On 01/09/05, Sy sy1234@gmail.com wrote:
At the very least, that special page should have a series of links (or preferably checkboxes and a submit button) to fix each double/triple/whatever redirect.. making them all redirect to the final target.
This much I agree with; it could make the edit automatically, and leave an appropriate note in the edit history/watchlists/etc.
Frankly I would see value in an automatically self-healing setup where redirects adjust themselves after being followed to point down the chain to that final target page.
This I'm less sure of - sometimes, people will move a page so that they can create something else at the old location; in this case, at least some redirects to the old location *should not* be fixed. If they were automatically "healed" as soon as someone followed them, they would come to point to the wrong location. I think automating / assisting in the *process* is fine, but the decision to carry out the action should still be left to a human.

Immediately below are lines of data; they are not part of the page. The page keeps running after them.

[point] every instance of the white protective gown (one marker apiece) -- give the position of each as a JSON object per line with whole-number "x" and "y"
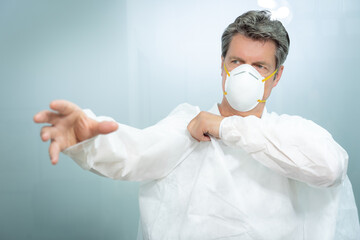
{"x": 278, "y": 177}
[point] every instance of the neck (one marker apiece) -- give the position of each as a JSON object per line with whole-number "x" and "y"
{"x": 226, "y": 110}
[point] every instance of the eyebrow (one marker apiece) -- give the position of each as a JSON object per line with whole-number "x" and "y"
{"x": 258, "y": 62}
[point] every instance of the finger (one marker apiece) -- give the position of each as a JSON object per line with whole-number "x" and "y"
{"x": 46, "y": 117}
{"x": 107, "y": 127}
{"x": 48, "y": 132}
{"x": 63, "y": 107}
{"x": 54, "y": 151}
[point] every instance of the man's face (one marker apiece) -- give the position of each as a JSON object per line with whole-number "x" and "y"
{"x": 259, "y": 54}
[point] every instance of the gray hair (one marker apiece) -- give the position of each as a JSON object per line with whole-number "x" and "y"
{"x": 257, "y": 25}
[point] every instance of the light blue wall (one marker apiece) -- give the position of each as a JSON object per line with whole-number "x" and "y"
{"x": 135, "y": 61}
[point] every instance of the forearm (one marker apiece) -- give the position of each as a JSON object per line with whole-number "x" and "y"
{"x": 292, "y": 146}
{"x": 134, "y": 154}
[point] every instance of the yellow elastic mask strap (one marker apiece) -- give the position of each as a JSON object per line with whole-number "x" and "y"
{"x": 269, "y": 76}
{"x": 227, "y": 72}
{"x": 267, "y": 79}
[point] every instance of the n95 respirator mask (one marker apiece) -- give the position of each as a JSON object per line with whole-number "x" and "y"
{"x": 244, "y": 87}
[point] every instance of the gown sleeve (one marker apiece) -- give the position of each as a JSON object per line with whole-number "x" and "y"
{"x": 138, "y": 154}
{"x": 289, "y": 145}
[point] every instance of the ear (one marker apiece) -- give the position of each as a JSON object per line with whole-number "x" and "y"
{"x": 278, "y": 75}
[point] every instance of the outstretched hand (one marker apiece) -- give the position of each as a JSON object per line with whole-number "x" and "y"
{"x": 69, "y": 126}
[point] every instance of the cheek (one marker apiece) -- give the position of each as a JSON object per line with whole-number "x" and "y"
{"x": 223, "y": 82}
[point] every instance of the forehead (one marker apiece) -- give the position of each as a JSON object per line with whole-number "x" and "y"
{"x": 252, "y": 50}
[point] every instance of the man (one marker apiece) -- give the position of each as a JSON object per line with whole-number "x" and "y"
{"x": 235, "y": 172}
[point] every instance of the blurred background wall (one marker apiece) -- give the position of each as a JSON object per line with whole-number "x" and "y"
{"x": 136, "y": 60}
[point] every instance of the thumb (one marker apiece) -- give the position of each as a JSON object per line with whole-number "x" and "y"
{"x": 106, "y": 127}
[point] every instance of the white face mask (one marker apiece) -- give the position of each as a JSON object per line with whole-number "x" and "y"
{"x": 244, "y": 87}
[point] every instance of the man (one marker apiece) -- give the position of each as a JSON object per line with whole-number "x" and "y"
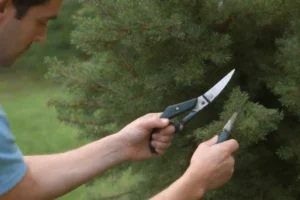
{"x": 23, "y": 22}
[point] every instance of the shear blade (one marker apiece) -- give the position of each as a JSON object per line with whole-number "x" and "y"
{"x": 211, "y": 94}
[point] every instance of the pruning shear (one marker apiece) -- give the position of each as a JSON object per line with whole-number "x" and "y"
{"x": 195, "y": 105}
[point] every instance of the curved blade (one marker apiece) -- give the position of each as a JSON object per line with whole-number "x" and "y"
{"x": 211, "y": 94}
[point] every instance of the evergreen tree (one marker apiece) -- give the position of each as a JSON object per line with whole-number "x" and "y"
{"x": 148, "y": 54}
{"x": 57, "y": 42}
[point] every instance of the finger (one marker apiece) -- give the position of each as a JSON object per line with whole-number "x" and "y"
{"x": 168, "y": 131}
{"x": 229, "y": 146}
{"x": 151, "y": 121}
{"x": 160, "y": 145}
{"x": 211, "y": 141}
{"x": 162, "y": 138}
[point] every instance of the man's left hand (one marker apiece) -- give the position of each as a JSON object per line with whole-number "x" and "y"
{"x": 135, "y": 137}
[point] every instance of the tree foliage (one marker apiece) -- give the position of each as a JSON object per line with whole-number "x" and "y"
{"x": 148, "y": 54}
{"x": 57, "y": 42}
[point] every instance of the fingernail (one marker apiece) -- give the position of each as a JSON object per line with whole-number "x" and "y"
{"x": 165, "y": 120}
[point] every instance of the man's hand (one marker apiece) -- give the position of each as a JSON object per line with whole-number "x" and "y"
{"x": 136, "y": 135}
{"x": 212, "y": 165}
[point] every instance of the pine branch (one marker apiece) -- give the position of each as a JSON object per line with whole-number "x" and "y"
{"x": 128, "y": 66}
{"x": 99, "y": 87}
{"x": 222, "y": 27}
{"x": 77, "y": 122}
{"x": 74, "y": 105}
{"x": 70, "y": 77}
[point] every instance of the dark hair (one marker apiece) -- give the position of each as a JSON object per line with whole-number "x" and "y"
{"x": 22, "y": 6}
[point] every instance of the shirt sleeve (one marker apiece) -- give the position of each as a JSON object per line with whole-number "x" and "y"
{"x": 12, "y": 165}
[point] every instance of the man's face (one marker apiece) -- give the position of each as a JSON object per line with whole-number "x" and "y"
{"x": 16, "y": 36}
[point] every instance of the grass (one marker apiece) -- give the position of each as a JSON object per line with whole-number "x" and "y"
{"x": 37, "y": 130}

A > B > A when followed once A becomes just A with no redirecting.
Why is it not fixed at A->B, with B not redirecting (since you could equally describe the loop as B->A->B)? And what does "just A with no redirecting" mean - a blank page? How is this an improvement on the current situation, since it still needs someone to work out why it's gone wrong and fix it. And by arbitrarily manipulating the redirects like this, you've lost some of the information about the original situation - it is no longer as easy to see that A was a redirect to B in order to work out what it *should* be.
A > B > C > B when followed once, A becomes A > B
What is actually changed in this situtation? A already redirects to B, but you imply that it is A that changes; in fact, what needs changing is B and/or C, presumably to a blank page - but then you've lost any feedback that there is a broken connection. As I've said elsewhere [1] you'd end up needing to draw a diagram just to explain what chain of redirects the user had stumbled upon - it ought to be obvious that A->B->C->D->E->C is a bit of a mess, and *all* those should be changed; an 'auto-heal' algorithm might set A->E, B->E, C->E, D->E and E blank, but has that really '"fixed" anything?
One simple admin function to just "go fix all of that crap" would work though..
Agreed, that would be useful.
==Refs== [1] -> http://bugzilla.wikimedia.org/show_bug.cgi?id=2402#c3
See also the other current discussion of redirects on the other list, at http://mail.wikimedia.org/pipermail/wikitech-l/2005-August/thread.html#31232 and http://mail.wikimedia.org/pipermail/wikitech-l/2005-September/thread.html#31...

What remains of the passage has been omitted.